Gelato, a DeFi sector-focused smart contract automation network, announced that it has raised $ 11 million as part of its Series A funding led by Dragonfly Capital.
The main supporters of this financing round include ParaFi Capital, Nascent, IDEO CoLab Ventures and Aave founder Stani Kulechov. The funds will be used to build a “cryptocurrency Zapier”.
Gelato enables anyone to leverage the power of a decentralized network of bots to fully automate the transfer of funds between different protocols on Ethereum.
With the development of Web 3.0 automation, they can automatically rebalance their investment portfolios and execute transactions to protect their investments from large losses.
Mika Honkasalo from ParaFi Capital put this:
“Gelato extends the capabilities of smart contracts, which are inactive by default and only run when a user triggers them. Gelato’s bot network can be used to support a wide variety of applications that require automated actions – from liquidity provision strategies to margin management and other DeFi use cases. “
Running a decentralized robotic network, the Gelato network provides dApp developers with an easy-to-use UX to expand and simplify users’ transactions in the DeFi area.
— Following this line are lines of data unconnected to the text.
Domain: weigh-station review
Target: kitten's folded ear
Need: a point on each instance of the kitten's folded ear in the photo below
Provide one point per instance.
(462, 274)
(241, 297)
Gelato co-founder Hilmar Orth said the team is developing its own DeFi applications that aim to run smart contracts autonomously while ensuring that the infrastructure executes its logic that is censorship-resistant, decentralized and reliable.
Despite the smart contracts in the Ethereum network, which are operated by the main DeFi protocols, it also supports the smart contracts on the two blockchains Polygon and Fantom. The Gelato network actively works with other blockchains, including Binance Smart Chain, Arbitrum, Optimism, and Avalanche.
the decentralized financing (DeFi) took the world by storm in 2020 after its value increased fourteen times, with the Total Value (TVL) in that sector at $ 208 billion.
In the long run, the decentralized financial automation trend is expected to help improve the user experience in the future.